To our knowledge, this study is the first comprehensive investigation of parental origin of NAHR-mediated CNV loci. Hehir-Kwa et al., and Ma et al., conducted similar large-scale studies, focusing on intellectual disability, developmental delay and congenital dysmorphisms, and determined a paternal bias for a sample predominantly of non-recurrent CNV [81, 82]. They hypothesized that replication-based mechanisms of CNV formation contributed to the bias. Our study focuses on loci predicted to be formed via NAHR, and thus isolates our data from confounding by multiple mechanisms of CNV formation. Although our analysis includes data from over 1,400 samples, it is limited to existing studies on pathogenic rare CNVs. It does not include benign CNVs such as the 7q11.2 deletion [83], since parent of origin data is scarce for these non-pathogenic loci. Analysis of a larger cohort of CNV loci including benign CNVs will give greater insight into the role of recombination, and sex differences in recombination in influencing parent of origin in CNVs.

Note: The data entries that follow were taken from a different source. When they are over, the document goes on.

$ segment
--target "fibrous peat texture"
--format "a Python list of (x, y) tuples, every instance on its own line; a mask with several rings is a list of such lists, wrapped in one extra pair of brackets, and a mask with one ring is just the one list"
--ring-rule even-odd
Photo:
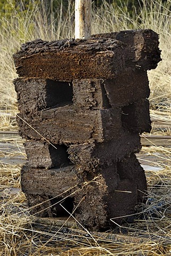
[(32, 213), (73, 212), (94, 230), (132, 220), (124, 216), (147, 196), (135, 153), (151, 129), (147, 70), (161, 60), (158, 44), (150, 29), (129, 30), (36, 40), (14, 55), (28, 157), (21, 186)]

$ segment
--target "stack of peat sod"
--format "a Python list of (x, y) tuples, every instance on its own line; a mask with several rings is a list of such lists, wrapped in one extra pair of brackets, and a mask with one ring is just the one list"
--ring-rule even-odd
[(38, 39), (14, 55), (32, 213), (61, 217), (64, 207), (94, 230), (129, 220), (147, 195), (135, 153), (151, 129), (147, 70), (160, 53), (158, 35), (140, 30)]

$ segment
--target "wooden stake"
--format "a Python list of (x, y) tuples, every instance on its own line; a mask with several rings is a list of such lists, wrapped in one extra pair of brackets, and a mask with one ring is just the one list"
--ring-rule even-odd
[(91, 0), (75, 0), (75, 39), (87, 39), (91, 36)]

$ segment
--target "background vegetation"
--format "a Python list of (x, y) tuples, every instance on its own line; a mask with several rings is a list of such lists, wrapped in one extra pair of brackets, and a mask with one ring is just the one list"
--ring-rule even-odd
[[(171, 1), (92, 2), (92, 34), (146, 28), (159, 34), (163, 61), (156, 69), (148, 73), (151, 116), (170, 123)], [(13, 53), (21, 44), (36, 38), (53, 41), (73, 37), (74, 7), (73, 0), (0, 0), (1, 111), (10, 114), (18, 111), (12, 83), (17, 76)], [(17, 128), (15, 123), (13, 125), (10, 116), (4, 118), (4, 124), (3, 118), (0, 121), (0, 130)], [(170, 135), (169, 129), (160, 132)], [(18, 150), (8, 153), (5, 147), (0, 151), (0, 157), (24, 157), (19, 140), (16, 141)], [(13, 142), (12, 140), (11, 144)], [(157, 164), (156, 169), (146, 171), (149, 198), (141, 210), (144, 218), (115, 230), (122, 233), (126, 230), (130, 237), (142, 236), (139, 243), (136, 239), (128, 241), (126, 236), (121, 242), (112, 242), (97, 236), (92, 239), (81, 231), (67, 238), (64, 233), (54, 231), (53, 227), (50, 229), (42, 223), (39, 226), (29, 215), (20, 189), (21, 166), (0, 161), (0, 255), (171, 255), (170, 151), (169, 147), (154, 145), (143, 147), (139, 155), (140, 160), (146, 155), (149, 159), (147, 163), (155, 167)], [(157, 163), (152, 162), (153, 157)]]
[[(16, 109), (13, 53), (36, 38), (74, 37), (74, 7), (72, 0), (1, 0), (0, 108)], [(151, 105), (170, 98), (170, 0), (93, 1), (92, 34), (150, 28), (159, 34), (163, 61), (149, 74)]]

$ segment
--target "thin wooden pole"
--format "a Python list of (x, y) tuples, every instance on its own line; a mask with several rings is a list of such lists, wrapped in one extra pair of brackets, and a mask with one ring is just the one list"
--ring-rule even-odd
[(87, 39), (91, 36), (91, 0), (75, 0), (75, 39)]

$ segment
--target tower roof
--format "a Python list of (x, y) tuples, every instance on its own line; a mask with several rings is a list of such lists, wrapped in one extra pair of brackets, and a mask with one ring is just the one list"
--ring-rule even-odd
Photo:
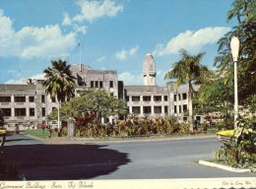
[(143, 64), (143, 74), (155, 74), (156, 73), (156, 62), (151, 53), (147, 53)]

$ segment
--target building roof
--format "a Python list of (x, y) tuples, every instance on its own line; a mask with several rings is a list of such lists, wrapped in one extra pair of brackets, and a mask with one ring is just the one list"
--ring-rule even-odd
[(26, 84), (0, 84), (0, 94), (24, 94), (35, 93), (34, 85), (26, 85)]
[(168, 93), (168, 89), (166, 87), (159, 87), (159, 86), (124, 86), (124, 90), (127, 91), (127, 94), (133, 94), (133, 93), (167, 94)]
[(87, 74), (117, 74), (115, 70), (88, 70)]

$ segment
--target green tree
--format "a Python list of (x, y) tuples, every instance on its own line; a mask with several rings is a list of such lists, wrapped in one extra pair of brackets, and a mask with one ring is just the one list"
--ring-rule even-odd
[(199, 107), (197, 111), (201, 114), (210, 112), (220, 112), (225, 123), (232, 116), (233, 83), (216, 74), (211, 78), (211, 82), (204, 84), (198, 94)]
[[(124, 100), (110, 95), (104, 90), (89, 89), (81, 96), (63, 103), (60, 111), (61, 116), (66, 119), (81, 116), (85, 112), (96, 114), (96, 122), (99, 124), (101, 117), (126, 115), (127, 105)], [(49, 119), (55, 119), (56, 116), (56, 111), (53, 111)]]
[(212, 74), (212, 72), (204, 65), (201, 65), (201, 60), (205, 53), (197, 55), (190, 55), (186, 50), (181, 49), (181, 59), (174, 62), (173, 69), (168, 71), (164, 79), (176, 79), (175, 88), (180, 85), (188, 84), (189, 89), (189, 122), (190, 131), (193, 132), (193, 104), (192, 94), (195, 93), (193, 85), (200, 85), (204, 83)]
[(60, 130), (61, 102), (75, 96), (75, 78), (71, 74), (70, 65), (62, 60), (51, 61), (51, 67), (46, 68), (43, 73), (46, 77), (43, 82), (46, 94), (50, 94), (51, 98), (56, 97), (58, 101), (58, 129)]

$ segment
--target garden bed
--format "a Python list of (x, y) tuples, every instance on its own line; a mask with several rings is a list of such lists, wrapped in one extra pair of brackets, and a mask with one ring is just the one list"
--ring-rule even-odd
[[(38, 137), (40, 139), (47, 139), (50, 136), (50, 132), (47, 129), (44, 129), (44, 131), (42, 129), (25, 130), (23, 134)], [(51, 137), (57, 137), (57, 135), (56, 132), (52, 132)]]
[(221, 169), (231, 171), (231, 172), (256, 172), (256, 167), (255, 168), (254, 167), (253, 168), (236, 168), (236, 167), (228, 166), (224, 162), (216, 161), (214, 159), (212, 159), (212, 160), (199, 160), (198, 163), (203, 164), (203, 165), (207, 165), (207, 166), (221, 168)]

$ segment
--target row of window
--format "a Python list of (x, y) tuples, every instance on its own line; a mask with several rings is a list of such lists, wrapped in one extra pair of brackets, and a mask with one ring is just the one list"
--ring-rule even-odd
[[(178, 109), (177, 109), (177, 108), (178, 108)], [(183, 104), (183, 105), (182, 105), (182, 109), (183, 109), (183, 112), (187, 111), (187, 110), (188, 110), (188, 109), (187, 109), (187, 104)], [(181, 110), (181, 105), (174, 105), (174, 113), (177, 113), (177, 112), (179, 112), (179, 113), (182, 112), (182, 110)]]
[[(143, 101), (151, 101), (152, 100), (152, 96), (151, 95), (143, 95)], [(129, 96), (127, 96), (126, 98), (129, 101)], [(141, 97), (140, 95), (132, 95), (132, 101), (140, 101)], [(154, 95), (153, 97), (154, 101), (161, 101), (161, 95)], [(168, 100), (168, 96), (167, 95), (163, 95), (163, 100), (167, 101)]]
[[(181, 98), (182, 97), (182, 98)], [(181, 100), (181, 99), (187, 99), (187, 94), (174, 94), (174, 101)]]
[[(134, 113), (134, 114), (140, 114), (140, 113), (151, 114), (152, 113), (152, 107), (151, 106), (143, 106), (143, 112), (141, 112), (140, 106), (133, 106), (132, 107), (132, 113)], [(154, 113), (162, 113), (161, 106), (154, 106)], [(164, 113), (168, 113), (168, 106), (164, 106)]]
[[(25, 95), (16, 95), (14, 96), (15, 102), (26, 102)], [(52, 102), (56, 102), (55, 98), (51, 99)], [(0, 102), (11, 102), (11, 96), (0, 96)], [(29, 96), (29, 102), (34, 102), (34, 96)], [(45, 103), (45, 95), (41, 94), (41, 102)]]
[[(90, 83), (91, 88), (103, 88), (103, 81), (91, 81)], [(114, 83), (113, 81), (109, 81), (109, 88), (113, 88)]]
[[(2, 108), (2, 111), (3, 111), (3, 116), (8, 116), (8, 117), (12, 116), (11, 108)], [(29, 111), (30, 111), (30, 116), (34, 116), (33, 107), (31, 107)], [(26, 116), (26, 108), (15, 108), (14, 114), (15, 116)], [(45, 116), (45, 107), (41, 108), (41, 114), (43, 117)]]

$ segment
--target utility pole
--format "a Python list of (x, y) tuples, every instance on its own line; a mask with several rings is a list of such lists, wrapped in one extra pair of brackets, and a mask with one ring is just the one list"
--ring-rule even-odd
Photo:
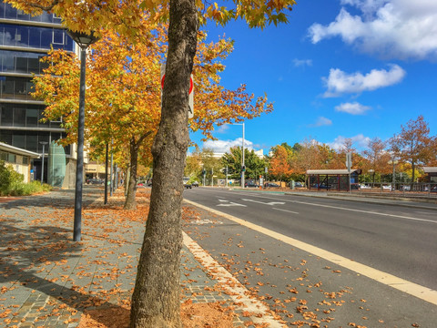
[(243, 143), (242, 143), (242, 163), (241, 163), (241, 187), (244, 188), (244, 171), (246, 169), (246, 167), (244, 165), (244, 122), (243, 122)]
[(48, 144), (47, 141), (39, 141), (41, 145), (43, 145), (43, 160), (42, 160), (42, 165), (41, 165), (41, 184), (44, 183), (44, 154), (46, 152), (46, 145)]
[(113, 191), (114, 191), (114, 152), (112, 151), (112, 145), (114, 144), (114, 139), (111, 139), (111, 169), (109, 173), (109, 180), (111, 181), (109, 186), (109, 194), (112, 197), (113, 196)]

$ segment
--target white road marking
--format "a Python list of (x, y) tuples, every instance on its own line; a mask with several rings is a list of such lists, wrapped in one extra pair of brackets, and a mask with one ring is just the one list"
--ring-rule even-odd
[[(285, 327), (284, 324), (273, 318), (268, 306), (263, 304), (260, 301), (248, 296), (249, 294), (248, 289), (242, 285), (237, 278), (223, 268), (187, 233), (182, 232), (182, 235), (184, 238), (184, 244), (202, 266), (207, 268), (208, 272), (217, 280), (221, 287), (228, 292), (227, 294), (234, 300), (237, 308), (253, 313), (249, 319), (255, 323), (269, 323), (269, 327), (271, 328)], [(238, 305), (241, 303), (242, 305)]]
[(273, 205), (284, 205), (284, 204), (285, 204), (284, 201), (270, 201), (270, 202), (265, 203), (265, 202), (258, 201), (258, 200), (254, 200), (241, 199), (241, 200), (252, 201), (252, 202), (256, 202), (256, 203), (259, 203), (259, 204), (270, 205), (270, 206), (273, 206)]
[(233, 201), (229, 201), (229, 204), (218, 204), (217, 206), (242, 206), (242, 207), (247, 207), (246, 205), (234, 203)]
[[(216, 190), (215, 190), (216, 191)], [(219, 190), (221, 191), (221, 190)], [(221, 191), (225, 192), (225, 191)], [(239, 192), (244, 192), (244, 191), (239, 191)], [(310, 206), (316, 206), (316, 207), (322, 207), (322, 208), (328, 208), (328, 209), (334, 209), (334, 210), (349, 210), (349, 211), (354, 211), (354, 212), (359, 212), (359, 213), (366, 213), (366, 214), (373, 214), (373, 215), (381, 215), (381, 216), (385, 216), (385, 217), (391, 217), (391, 218), (396, 218), (396, 219), (402, 219), (402, 220), (416, 220), (416, 221), (422, 221), (422, 222), (429, 222), (429, 223), (434, 223), (437, 224), (437, 220), (428, 220), (428, 219), (420, 219), (420, 218), (413, 218), (413, 217), (407, 217), (407, 216), (402, 216), (402, 215), (396, 215), (396, 214), (388, 214), (388, 213), (381, 213), (381, 212), (376, 212), (376, 211), (371, 211), (371, 210), (356, 210), (356, 209), (350, 209), (350, 208), (342, 208), (342, 207), (337, 207), (333, 205), (326, 205), (326, 204), (316, 204), (312, 202), (308, 202), (308, 201), (300, 201), (300, 200), (283, 200), (283, 199), (278, 199), (278, 198), (272, 198), (272, 197), (267, 197), (267, 196), (262, 196), (259, 194), (255, 194), (255, 193), (246, 193), (246, 195), (250, 195), (252, 197), (258, 197), (265, 200), (284, 200), (286, 202), (291, 202), (291, 203), (296, 203), (296, 204), (303, 204), (303, 205), (310, 205)], [(381, 204), (383, 205), (383, 204)]]
[(286, 235), (283, 235), (281, 233), (275, 232), (273, 231), (270, 231), (269, 229), (260, 227), (259, 225), (253, 224), (251, 222), (249, 222), (247, 220), (236, 218), (232, 215), (226, 214), (223, 212), (220, 212), (217, 210), (210, 209), (208, 207), (203, 206), (201, 204), (198, 204), (194, 201), (190, 201), (188, 200), (185, 200), (186, 202), (188, 204), (199, 207), (201, 209), (204, 209), (206, 210), (209, 210), (210, 212), (214, 214), (220, 215), (228, 220), (230, 220), (236, 223), (241, 224), (242, 226), (250, 228), (256, 231), (264, 233), (267, 236), (269, 236), (271, 238), (274, 238), (278, 241), (280, 241), (282, 242), (285, 242), (289, 245), (291, 245), (293, 247), (300, 248), (300, 250), (303, 250), (305, 251), (308, 251), (311, 254), (314, 254), (316, 256), (319, 256), (322, 259), (328, 260), (333, 263), (336, 263), (338, 265), (340, 265), (346, 269), (354, 271), (357, 273), (362, 274), (366, 277), (369, 277), (371, 279), (373, 279), (381, 283), (383, 283), (385, 285), (391, 286), (394, 289), (397, 289), (401, 292), (406, 292), (410, 295), (415, 296), (421, 300), (429, 302), (432, 304), (437, 305), (437, 291), (432, 290), (430, 288), (421, 286), (420, 284), (408, 282), (404, 279), (396, 277), (392, 274), (381, 272), (377, 269), (373, 269), (371, 267), (369, 267), (367, 265), (359, 263), (355, 261), (351, 261), (350, 259), (347, 259), (345, 257), (342, 257), (340, 255), (335, 254), (333, 252), (330, 252), (329, 251), (325, 251), (323, 249), (320, 249), (319, 247), (310, 245), (309, 243), (298, 241), (294, 238), (288, 237)]
[(272, 208), (272, 210), (282, 210), (282, 211), (286, 211), (288, 213), (299, 214), (299, 212), (294, 212), (292, 210), (288, 210), (276, 209), (276, 208)]

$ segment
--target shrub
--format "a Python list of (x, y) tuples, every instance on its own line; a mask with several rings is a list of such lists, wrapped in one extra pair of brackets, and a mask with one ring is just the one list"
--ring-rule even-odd
[(52, 189), (47, 184), (41, 185), (38, 181), (25, 183), (23, 179), (23, 174), (0, 160), (0, 196), (26, 196)]

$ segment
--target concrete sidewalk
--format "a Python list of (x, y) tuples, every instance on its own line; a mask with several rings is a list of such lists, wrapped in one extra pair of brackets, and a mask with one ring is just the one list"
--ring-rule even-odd
[[(85, 189), (82, 241), (74, 242), (73, 202), (71, 190), (0, 200), (0, 326), (73, 328), (86, 309), (121, 307), (130, 300), (144, 220), (126, 220), (129, 213), (111, 205), (112, 199), (102, 211), (101, 190)], [(181, 302), (233, 304), (231, 294), (244, 296), (214, 288), (231, 277), (223, 278), (226, 272), (218, 272), (226, 271), (217, 263), (206, 268), (208, 254), (188, 236), (184, 241)], [(234, 323), (244, 326), (238, 315)]]

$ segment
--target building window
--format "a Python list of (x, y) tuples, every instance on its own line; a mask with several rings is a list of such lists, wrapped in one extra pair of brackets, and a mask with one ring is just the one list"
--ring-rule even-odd
[(7, 154), (7, 161), (9, 163), (15, 163), (16, 162), (16, 156), (14, 154)]
[(53, 30), (53, 40), (52, 43), (54, 45), (64, 45), (64, 31), (63, 30)]

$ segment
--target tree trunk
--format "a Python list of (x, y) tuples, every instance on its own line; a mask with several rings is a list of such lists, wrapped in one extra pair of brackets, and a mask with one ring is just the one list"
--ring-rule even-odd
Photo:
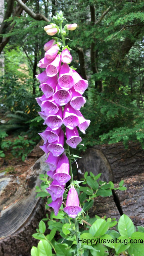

Our data show that meiotic recombination predicts the parent of origin for recurrent CNVs underlying genomic disorders. The influence of recombination in CNV formation may also influence the incidence of recurrent CNVs. Females, on average, have more crossovers per genome, and when observing the frequency of CNVs in the population with known parental biases, a pattern emerges. 22q11.2 and 16p11.2 have a maternal bias and a prevalence of 1 in 4,000 and 1 in 3,000 [30, 84] respectively, while 3q29 and 5q35.3 have paternal biases and a prevalence of 1 in 30,000 and 1 in 14,000 respectively [85]. While prevalence could be confounded by severity of the disorders, our data suggest the sex specific frequency of meiotic recombination may also influence the incidence of these genomic disorders. Investigation into this possibility could be achieved with a cohort of individuals with benign CNVs to reduce confounding by severity.